Workflow Health & Flakiness
Testkube introduces Workflow Health as a core metric to help you evaluate the reliability and stability of your Test Workflows over time. This metric incorporates not only how often your workflows pass or fail, but also how consistent their outcomes are—an essential signal for identifying flaky workflows and improving test reliability at scale.

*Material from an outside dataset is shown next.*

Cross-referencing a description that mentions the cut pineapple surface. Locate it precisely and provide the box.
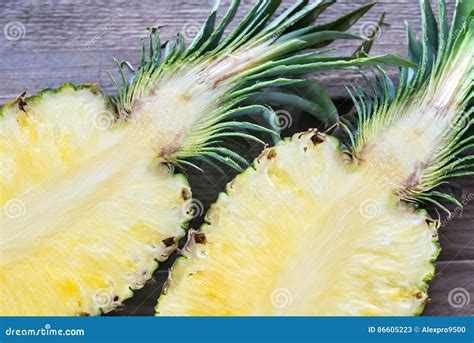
[157,132,439,316]
[0,0,411,315]
[157,0,471,316]
[0,85,189,315]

What is Workflow Flakiness?
Workflow flakiness refers to non-deterministic or inconsistent test results—tests that sometimes pass and sometimes fail without changes to the underlying system. Flaky workflows can lead to:
- False negatives that block deployments
- Wasted debugging time
- Reduced developer confidence in test outcomes
Testkube tracks flakiness at the Workflow-level to provide a broader view of system reliability. Test-level flakiness will be introduced in a future release.
What is Workflow Health?
Workflow Health is a score that quantifies the reliability of a given Test Workflow, taking into account both its pass rate and its flakiness. The higher the score, the more consistently reliable the workflow is.
Formula:
Workflow Health = PASS_RATE × (1 - FLIP_RATE)
Where:
- PASS_RATE is the ratio of successful workflow executions over the last 10 runs.
- FLIP_RATE is the ratio of consecutive status changes (pass → fail or fail → pass) to total transitions, indicating instability.
Based on the health score, the workflows will have either a sunny (100%), cloudy (30-99%), or stormy (0-29%) status.
Example
If a test workflow passed 8 out of its last 10 runs (80% pass rate) and flipped status 4 times (i.e., pass → fail or fail → pass), then:
PASS_RATE = 8 / 10 = 0.8
FLIP_RATE = 4 / 9 = 0.444
Workflow Health = 0.8 × (1 - 0.444) ≈ 0.444
This means the workflow appears healthy at first glance (80% pass rate), but its frequent status changes reduce confidence in its stability.
- sunny (100%)
- cloudy (70%)
- stormy (0%)
Why It Matters
By incorporating both test outcome and flakiness, Workflow Health helps you:
- Identify unreliable workflows even when pass rates are high
- Prioritize test stabilization efforts in CI/CD pipelines
- Track quality regressions after new changes are introduced
- Drive accountability for test reliability across teams